We evaluate all models using the same harness and settings to ensure apples-to-apples fairness. We compared our DPO model to Llama 3.1 8B Instruct and Llama Tulu 3.1 8B across a total of 28 English & German benchmarks. Full evaluation results are available in the corresponding model cards: Base evaluations, DPO evaluations.

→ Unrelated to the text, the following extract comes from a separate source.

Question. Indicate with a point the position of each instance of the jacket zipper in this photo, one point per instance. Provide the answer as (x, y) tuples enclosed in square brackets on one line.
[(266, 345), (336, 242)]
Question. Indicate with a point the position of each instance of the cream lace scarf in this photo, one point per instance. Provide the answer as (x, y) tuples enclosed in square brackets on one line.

Numbers are based on the DPO model.

The results show that our DPO model outperforms Llama 3.1 7B Instruct on 67% of German benchmarks, while being on-par in English.

LLM-as-a-Judge (MTBench)

Our models show strong performance on MTBench, a benchmark built using FastChat to evaluate model helpfulness through pairwise comparisons. In these evaluations, answers from the 7B-DPO model are preferred over those from Llama 3.1 8B in 69% of English cases and 75% of German cases.

Get Started

In order to make these models accessible, we provide two inference implementations: Hugging Face and vLLM. The following section describes how to get our models up and running. Note that Hugging Face is mostly intended for testing purposes, while vLLM is a high-performance inference implementation, making better use of the HAT architecture.

Hugging Face

Weights and safetensors:

  • Base: Aleph-Alpha/Llama-TFree-HAT-Pretrained-7B-Base
  • DPO: Aleph-Alpha/Llama-TFree-HAT-Pretrained-7B-DPO

We provide an inference module compatible with Hugging Face Transformers. For best results, we recommend pinning the Transformers library to version 4.46.3. Before running the example below, make sure the hat-splitter package is installed in your environment.

Bash
pip install 'hat-splitter>=0.1.9' 'transformers==4.46.3' torch
pip install flash_attn


Download model weights and run inference using the following example:

Python
import torch
from transformers import AutoModelForCausalLM
INPUT ="When was Rome founded?"
MODEL_ID = "Aleph-Alpha/Llama-TFree-HAT-Pretrained-7B-DPO"
model = AutoModelForCausalLM.from_pretrained(
    trust_remote_code=True,
    pretrained_model_name_or_path=MODEL_ID,
    attn_implementation="flash_attention_2",
).to("cuda", torch.bfloat16)
input_ids, cumulative_word_lengths = model._prepare_input(INPUT, add_llama_template=True)
model_output = model.generate(
    input_ids,
    cumulative_seq_lengths_per_word=cumulative_word_lengths,
    max_new_tokens=300,
    use_cache=False,
)
print("Prompt: ", INPUT)
print("Completion: ", model_output.completion_text)

vLLM Fork

A high-performance inference implementation is available on Aleph Alpha’s vLLM fork. This implementation is optimized for batched inference. Please note that it is still under active development.

1. Prerequisites

  • GPU: NVIDIA GPU, minimum 20 GB VRAM
  • Python: 3.12.

2. Clone and install

Bash
git clone https://github.com/Aleph-Alpha/vllm vllm-hat
cd vllm-hat

# Create and activate a 3.12 virtual env
uv venv -p 3.12
source .venv/bin/activate

# Tell vLLM to skip local compilation and use prebuilt CUDA wheels
export VLLM_USE_PRECOMPILED=1

# Finally, install in editable mode
uv pip install -e

Both checkpoints ship under the Open Aleph License for research and educational use. Try our models out today. We’d love to hear what you think.